In the forests of the night

 
Last Updated: Saturday 04 July 2015

THE TRADE sanctions imposed by the United States on Taiwan for the latter's alleged reluctance in cracking down on trafficking in tigers and rhinoceroses is bound to further fuel the debate over use of the levers of trade as a means of enforcing environmental discipline. Predictably, the US move has evoked swift and sharp reaction from Taiwan, which stands to lose trade to the tune of $25 million as a result of the sanction. It can be easily conceded that Taiwan's efforts in stopping illegal trade in wildlife are less than convincing. In fact, there are also those who believe that Taiwan's attitude has also frustrated efforts to save the tiger.

Despite this, it is difficult to argue in favour of the Clinton administration's strategy to make Taiwan fall in line. For one, it is difficult to believe that the impact of the ban would be so severe on Taiwan that the erring country would immediately swing into action and plug the illegitimate trade routes. Second, even if the official machinery were to really pull its act together, there is little to suggest that traders of these lucrative items would not find other markets.

In its haste to enforce environmental discipline through sheer muscle, the US government seems to have overlooked the simple fact that Taiwanese animal traffickers are not the only ones who benefit from the killings of these animals. As long as there are others in the chain of smugglers who stand to gain by bestial killing, the tiger will not be safe in its habitat. Poaching, unfortunately, has been made easier by the reluctance, and often hostility, of the people occupying the areas around the forests. It is now a truism that if the endangered wildlife is to be saved, the people in the proximity of the animals' habitat have to be involved. The dismal impact of Project Tiger, if anything, should be sufficient to bring home this point.
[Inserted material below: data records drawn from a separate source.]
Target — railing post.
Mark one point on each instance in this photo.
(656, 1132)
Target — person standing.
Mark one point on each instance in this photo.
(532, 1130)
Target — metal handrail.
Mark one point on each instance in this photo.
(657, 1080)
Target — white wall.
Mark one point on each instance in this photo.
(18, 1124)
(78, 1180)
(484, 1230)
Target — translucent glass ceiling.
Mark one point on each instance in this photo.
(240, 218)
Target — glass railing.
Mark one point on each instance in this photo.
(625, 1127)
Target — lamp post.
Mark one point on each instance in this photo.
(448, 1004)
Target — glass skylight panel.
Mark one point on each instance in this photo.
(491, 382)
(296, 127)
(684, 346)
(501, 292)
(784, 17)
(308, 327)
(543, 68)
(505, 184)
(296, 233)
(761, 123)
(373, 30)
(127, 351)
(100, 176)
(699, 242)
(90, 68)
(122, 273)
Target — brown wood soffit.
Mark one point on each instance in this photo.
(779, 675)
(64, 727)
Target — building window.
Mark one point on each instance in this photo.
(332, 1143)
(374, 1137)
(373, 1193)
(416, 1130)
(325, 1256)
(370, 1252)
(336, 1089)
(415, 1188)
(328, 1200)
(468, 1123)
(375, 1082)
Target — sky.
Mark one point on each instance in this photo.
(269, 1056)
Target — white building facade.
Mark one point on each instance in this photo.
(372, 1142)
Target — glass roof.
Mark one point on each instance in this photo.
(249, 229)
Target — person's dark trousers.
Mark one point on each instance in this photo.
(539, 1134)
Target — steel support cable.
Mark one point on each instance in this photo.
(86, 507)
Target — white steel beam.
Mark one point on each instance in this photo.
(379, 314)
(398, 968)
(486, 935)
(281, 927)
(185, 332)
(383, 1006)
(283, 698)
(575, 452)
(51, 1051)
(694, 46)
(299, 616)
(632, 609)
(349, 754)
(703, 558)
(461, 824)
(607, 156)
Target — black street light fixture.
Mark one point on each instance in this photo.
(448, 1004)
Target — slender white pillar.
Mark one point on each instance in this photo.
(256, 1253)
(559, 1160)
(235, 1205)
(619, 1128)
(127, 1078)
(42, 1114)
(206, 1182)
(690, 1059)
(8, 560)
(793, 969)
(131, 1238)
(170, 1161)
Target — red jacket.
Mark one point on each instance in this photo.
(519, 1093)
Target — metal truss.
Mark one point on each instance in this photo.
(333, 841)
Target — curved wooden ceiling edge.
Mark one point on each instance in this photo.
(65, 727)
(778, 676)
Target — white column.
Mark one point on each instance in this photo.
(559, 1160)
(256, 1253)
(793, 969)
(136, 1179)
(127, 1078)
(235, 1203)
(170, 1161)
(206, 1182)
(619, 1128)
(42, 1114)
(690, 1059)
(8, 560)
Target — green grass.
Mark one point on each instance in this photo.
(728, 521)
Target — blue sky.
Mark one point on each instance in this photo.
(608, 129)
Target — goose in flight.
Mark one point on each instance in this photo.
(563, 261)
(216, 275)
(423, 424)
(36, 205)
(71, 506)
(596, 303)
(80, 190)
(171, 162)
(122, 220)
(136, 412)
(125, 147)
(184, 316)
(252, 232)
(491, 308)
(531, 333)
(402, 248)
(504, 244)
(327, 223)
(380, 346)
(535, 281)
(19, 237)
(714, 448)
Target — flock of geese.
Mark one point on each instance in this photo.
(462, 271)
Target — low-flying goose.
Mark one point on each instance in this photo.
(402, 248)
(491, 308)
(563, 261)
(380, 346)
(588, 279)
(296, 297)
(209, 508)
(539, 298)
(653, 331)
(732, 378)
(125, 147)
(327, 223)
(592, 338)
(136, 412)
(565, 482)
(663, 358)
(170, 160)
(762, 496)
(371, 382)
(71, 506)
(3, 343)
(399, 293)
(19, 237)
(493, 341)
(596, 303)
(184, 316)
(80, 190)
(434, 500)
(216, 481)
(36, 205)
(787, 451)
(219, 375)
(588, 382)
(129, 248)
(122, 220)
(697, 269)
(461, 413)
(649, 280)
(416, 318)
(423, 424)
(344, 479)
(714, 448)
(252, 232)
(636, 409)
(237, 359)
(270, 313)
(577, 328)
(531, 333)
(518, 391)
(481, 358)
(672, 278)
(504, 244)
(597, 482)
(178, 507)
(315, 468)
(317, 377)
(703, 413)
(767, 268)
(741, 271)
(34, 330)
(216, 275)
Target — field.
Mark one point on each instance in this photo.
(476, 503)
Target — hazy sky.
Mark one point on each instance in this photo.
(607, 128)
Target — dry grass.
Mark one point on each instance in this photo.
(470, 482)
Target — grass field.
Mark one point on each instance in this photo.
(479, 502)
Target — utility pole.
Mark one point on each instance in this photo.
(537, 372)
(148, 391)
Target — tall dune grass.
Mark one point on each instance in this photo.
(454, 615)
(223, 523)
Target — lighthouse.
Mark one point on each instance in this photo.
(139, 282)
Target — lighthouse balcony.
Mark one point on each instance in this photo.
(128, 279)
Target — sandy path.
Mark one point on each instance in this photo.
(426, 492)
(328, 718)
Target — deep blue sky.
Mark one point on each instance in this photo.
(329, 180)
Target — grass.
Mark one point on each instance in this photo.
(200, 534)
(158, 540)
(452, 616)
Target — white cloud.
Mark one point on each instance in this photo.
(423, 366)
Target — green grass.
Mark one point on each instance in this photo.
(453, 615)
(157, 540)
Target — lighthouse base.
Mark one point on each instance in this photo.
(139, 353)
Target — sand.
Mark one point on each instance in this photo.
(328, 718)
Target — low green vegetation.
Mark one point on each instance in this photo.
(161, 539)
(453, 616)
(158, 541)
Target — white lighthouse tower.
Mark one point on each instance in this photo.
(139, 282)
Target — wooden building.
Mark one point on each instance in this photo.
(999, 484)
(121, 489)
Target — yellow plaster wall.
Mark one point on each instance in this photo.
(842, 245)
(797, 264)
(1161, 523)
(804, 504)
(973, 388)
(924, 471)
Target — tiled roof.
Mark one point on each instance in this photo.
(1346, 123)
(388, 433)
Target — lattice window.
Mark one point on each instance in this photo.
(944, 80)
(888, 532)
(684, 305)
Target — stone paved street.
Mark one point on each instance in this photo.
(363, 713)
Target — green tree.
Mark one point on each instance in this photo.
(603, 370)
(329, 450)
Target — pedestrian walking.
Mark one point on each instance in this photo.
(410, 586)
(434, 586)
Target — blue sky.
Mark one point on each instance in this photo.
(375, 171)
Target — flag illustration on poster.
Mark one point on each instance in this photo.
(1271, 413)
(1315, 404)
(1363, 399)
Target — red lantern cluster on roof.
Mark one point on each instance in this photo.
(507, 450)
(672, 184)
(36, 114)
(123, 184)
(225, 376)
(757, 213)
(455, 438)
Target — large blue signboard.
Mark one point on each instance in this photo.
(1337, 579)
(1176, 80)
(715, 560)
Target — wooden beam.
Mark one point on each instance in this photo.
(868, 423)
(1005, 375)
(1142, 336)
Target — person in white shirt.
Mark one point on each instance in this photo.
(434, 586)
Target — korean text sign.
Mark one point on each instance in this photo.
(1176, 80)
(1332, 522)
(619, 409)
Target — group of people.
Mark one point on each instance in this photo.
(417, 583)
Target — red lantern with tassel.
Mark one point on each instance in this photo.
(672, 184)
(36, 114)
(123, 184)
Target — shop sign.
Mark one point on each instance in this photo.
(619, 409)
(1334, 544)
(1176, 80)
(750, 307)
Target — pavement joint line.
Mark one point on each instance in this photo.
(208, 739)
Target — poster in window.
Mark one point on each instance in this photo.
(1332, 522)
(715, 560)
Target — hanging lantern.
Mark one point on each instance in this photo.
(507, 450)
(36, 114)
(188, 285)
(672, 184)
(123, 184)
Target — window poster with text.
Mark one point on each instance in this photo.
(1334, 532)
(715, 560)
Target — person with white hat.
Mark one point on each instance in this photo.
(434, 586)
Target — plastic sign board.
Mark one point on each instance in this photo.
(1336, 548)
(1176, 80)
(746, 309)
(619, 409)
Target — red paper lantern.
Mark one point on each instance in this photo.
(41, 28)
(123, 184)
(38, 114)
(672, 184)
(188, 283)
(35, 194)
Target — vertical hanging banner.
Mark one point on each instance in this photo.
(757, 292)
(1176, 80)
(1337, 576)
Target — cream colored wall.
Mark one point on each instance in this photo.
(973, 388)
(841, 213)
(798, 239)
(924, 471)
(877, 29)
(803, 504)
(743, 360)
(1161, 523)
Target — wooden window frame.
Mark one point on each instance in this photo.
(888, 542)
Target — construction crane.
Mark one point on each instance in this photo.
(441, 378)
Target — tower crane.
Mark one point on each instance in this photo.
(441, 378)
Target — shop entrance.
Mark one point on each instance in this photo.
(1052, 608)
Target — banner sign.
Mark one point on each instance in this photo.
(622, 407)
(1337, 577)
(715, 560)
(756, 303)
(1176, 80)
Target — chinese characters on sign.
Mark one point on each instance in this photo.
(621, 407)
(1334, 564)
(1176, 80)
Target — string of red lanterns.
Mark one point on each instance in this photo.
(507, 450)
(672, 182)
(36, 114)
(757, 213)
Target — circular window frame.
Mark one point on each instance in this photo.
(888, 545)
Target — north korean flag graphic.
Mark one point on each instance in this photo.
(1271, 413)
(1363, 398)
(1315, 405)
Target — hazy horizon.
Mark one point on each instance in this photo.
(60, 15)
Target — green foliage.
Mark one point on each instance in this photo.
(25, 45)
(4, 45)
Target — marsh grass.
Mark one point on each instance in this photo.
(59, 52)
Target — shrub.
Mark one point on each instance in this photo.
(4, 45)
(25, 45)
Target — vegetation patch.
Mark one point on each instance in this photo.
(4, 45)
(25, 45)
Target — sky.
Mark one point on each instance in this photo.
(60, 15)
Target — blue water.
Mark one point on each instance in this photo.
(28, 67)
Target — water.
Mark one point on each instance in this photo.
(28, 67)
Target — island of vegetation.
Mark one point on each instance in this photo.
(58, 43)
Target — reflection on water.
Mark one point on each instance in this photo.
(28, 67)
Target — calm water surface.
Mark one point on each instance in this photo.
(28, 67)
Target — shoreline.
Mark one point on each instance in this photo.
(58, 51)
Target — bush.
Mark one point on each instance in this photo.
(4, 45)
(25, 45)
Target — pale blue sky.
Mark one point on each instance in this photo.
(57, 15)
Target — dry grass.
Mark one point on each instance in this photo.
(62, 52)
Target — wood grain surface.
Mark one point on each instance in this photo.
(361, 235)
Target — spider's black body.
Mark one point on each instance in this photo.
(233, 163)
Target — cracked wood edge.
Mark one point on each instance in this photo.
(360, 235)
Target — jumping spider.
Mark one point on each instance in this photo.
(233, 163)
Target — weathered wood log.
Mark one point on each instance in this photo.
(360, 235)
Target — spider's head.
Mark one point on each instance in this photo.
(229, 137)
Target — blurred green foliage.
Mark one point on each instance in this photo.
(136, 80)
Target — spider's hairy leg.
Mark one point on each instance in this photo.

The Indian experience clearly shows that government officials -- whether in New Delhi or in Washington -- cannot save the tiger. Thus the US decision is unlikely to enthuse a large section of people concerned about the future of endangered wildlife species. In fact, the US logic for keeping China out of the ambit of the trade sanctions will lend more weight to the argument (as Taiwan has already alleged) that trade sanctions can be used to discipline only the weak.